Tuesday, November 8, 2011

Learning English

My parents had learned some English in school but my mother’s ability was really quite limited.  She could sing songs like “pudda you right hand in, pudda you left hand in, shake it all around”.  In other words, she really couldn’t understand English at all when she landed in the middle of Little Italy.  My father was a bit better and managed very quickly to pick up the lingo.  He would read the newspaper every night and particularly he would read the sports page because at the coffee breaks that is what the guys talked about. 
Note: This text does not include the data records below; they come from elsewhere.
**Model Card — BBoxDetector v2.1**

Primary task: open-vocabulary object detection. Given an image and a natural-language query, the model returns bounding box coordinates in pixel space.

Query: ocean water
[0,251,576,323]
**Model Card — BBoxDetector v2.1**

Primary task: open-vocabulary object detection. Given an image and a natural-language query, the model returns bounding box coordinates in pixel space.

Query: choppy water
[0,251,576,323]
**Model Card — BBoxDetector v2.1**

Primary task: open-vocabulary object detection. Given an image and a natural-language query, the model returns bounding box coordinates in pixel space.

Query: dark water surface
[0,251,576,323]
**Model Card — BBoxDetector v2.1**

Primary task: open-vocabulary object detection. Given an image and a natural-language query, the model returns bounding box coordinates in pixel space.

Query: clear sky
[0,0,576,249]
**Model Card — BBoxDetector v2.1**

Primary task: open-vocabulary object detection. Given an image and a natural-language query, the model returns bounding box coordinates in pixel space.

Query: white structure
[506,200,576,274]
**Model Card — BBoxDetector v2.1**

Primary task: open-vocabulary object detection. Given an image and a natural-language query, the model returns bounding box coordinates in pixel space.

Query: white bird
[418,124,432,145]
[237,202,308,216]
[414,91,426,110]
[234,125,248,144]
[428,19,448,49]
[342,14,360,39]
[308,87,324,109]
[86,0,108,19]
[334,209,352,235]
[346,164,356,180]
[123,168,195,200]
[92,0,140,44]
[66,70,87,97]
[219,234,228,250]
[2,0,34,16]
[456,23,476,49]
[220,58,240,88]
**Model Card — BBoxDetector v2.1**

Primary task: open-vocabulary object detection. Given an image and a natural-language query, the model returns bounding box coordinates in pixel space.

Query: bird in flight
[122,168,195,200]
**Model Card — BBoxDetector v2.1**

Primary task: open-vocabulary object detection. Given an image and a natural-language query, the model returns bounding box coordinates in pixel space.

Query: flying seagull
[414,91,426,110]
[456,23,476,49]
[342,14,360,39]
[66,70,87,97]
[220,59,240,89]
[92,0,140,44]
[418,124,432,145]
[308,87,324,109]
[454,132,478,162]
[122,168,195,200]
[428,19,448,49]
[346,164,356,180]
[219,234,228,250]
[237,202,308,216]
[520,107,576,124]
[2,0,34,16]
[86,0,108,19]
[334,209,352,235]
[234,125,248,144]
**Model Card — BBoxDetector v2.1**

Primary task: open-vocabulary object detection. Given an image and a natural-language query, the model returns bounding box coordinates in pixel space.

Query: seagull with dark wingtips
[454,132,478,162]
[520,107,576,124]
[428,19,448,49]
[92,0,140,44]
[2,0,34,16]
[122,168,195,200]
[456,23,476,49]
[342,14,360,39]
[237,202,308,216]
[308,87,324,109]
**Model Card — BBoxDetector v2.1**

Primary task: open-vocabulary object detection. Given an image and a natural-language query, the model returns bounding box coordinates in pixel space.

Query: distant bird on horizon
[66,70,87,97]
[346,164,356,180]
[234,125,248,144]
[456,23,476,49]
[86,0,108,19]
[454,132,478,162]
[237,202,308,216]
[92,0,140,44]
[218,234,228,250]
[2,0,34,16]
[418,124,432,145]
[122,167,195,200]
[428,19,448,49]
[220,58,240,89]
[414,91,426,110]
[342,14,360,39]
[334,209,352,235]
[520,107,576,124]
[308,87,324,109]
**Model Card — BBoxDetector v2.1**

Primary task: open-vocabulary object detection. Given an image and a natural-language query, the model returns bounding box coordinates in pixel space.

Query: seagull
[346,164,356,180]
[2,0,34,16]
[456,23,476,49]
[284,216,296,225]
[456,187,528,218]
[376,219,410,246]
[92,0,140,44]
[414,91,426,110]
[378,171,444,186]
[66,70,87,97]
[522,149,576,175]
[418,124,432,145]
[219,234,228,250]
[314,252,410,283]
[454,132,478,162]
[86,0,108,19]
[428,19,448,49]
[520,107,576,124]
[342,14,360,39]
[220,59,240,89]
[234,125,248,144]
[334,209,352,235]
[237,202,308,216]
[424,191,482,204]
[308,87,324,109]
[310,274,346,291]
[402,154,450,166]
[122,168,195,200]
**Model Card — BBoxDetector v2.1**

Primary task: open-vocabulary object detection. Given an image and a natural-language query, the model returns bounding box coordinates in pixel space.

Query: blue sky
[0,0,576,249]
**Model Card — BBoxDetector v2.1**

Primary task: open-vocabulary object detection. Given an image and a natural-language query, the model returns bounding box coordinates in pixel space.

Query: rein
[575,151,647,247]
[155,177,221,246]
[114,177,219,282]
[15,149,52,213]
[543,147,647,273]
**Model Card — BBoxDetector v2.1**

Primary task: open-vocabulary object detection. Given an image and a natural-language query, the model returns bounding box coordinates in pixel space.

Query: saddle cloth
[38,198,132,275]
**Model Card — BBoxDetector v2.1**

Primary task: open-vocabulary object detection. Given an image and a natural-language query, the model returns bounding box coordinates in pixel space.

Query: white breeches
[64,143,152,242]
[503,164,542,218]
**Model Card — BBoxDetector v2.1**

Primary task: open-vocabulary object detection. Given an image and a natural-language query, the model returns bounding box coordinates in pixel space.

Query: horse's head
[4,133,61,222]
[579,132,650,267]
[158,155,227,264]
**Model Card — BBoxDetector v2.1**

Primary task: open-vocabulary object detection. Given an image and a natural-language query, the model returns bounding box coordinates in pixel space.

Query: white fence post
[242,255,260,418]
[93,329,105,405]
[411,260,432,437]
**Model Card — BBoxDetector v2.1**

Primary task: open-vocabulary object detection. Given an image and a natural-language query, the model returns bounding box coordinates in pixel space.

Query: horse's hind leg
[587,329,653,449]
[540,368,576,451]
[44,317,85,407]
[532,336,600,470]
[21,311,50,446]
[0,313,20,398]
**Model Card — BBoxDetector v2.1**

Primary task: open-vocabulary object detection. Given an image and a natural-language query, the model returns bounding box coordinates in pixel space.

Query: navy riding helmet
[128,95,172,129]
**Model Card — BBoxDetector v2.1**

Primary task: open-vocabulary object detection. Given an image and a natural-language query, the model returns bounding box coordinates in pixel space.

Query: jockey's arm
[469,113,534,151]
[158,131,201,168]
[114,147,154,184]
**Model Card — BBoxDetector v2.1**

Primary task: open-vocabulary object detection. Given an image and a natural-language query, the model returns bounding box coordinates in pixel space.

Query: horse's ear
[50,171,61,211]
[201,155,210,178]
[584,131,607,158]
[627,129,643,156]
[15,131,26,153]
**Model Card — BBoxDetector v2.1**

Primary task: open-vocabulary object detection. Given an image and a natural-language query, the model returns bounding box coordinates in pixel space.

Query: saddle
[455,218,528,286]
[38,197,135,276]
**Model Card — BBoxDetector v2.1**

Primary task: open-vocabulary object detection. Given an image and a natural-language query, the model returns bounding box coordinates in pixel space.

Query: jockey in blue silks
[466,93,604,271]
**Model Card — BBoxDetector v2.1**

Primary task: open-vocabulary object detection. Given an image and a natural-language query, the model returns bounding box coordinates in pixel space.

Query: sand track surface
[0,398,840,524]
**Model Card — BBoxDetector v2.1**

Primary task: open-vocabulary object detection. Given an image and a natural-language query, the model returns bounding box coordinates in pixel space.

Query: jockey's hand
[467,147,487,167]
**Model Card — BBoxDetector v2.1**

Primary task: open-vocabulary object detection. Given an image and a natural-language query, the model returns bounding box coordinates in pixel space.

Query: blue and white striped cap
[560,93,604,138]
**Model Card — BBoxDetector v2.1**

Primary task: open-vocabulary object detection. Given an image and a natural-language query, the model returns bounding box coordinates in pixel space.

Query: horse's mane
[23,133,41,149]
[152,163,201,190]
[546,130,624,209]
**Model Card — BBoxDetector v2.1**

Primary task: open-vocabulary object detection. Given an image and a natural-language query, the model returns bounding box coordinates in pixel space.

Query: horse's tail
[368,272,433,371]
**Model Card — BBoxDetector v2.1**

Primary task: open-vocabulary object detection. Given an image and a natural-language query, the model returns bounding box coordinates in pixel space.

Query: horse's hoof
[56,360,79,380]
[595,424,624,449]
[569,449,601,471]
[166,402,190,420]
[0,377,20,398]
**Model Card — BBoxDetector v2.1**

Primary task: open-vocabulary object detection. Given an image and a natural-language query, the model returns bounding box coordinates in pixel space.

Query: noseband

            One of the neighbours in the apartment that they moved to on Keele Street was kind enough to invite my mother in during the evening to watch a little television which was a real phenomenon for my mother as no one in Denmark, of her acquaintance, had a television set.   One evening when my father came home my mother was quite excited and told him,
            “I have just seen the funniest lady on the television set.”  It turned out it was Lucille Ball on I Love Lucy.  My father was coming home rather late so it was some time before he ever got to see this show but he could tell that my mother was liking it so much that he went out and bought a television set for her.  He justified it by saying she would learn English much quicker by watching it.  This turned out to be true and in particular my mother was very soon parroting the various commercials she saw on television.  Some of the ones she remembered was “W I S K Wisk” which was a dish soap.  She could sing the Mr. Clean jingle “Mr. Clean, Mr. Clean leaves a sheen” although she really had no idea what a sheen was!
            Within a year my mother was speaking English very well and able to ask for anything in the grocery store.  She also started reading paperback novels which were a lot cheaper than books back in Denmark. 
            We children learned English almost without thinking; in fact I don’t remember ever struggling with communication at all.  I was out playing with the other children from the beginning and managed to communicate somehow.  I probably learned through the television also since my parents never spoke English to us.  My parents believed that their strong accents would handicap our pronunciation so we speak Danish at home to this day.  In any event by the time I went to school the following year I was fluent in English.  Interestingly enough I never had a self conscious thought about my parents’ English until I was in grade 4.  That’s when I noticed how long the absence notes of the other children were.  I became embarrassed by my mother’s one liners, written on a tiny slip of paper.  “Susanne was il”  (misspelling intended).  It wasn’t until I was an adult that I wondered what the heck the other parents were writing since the letters were sometimes two pages long.  How much explanation were they giving the teacher about the kid’s illness anyway?
            I’d really like to know!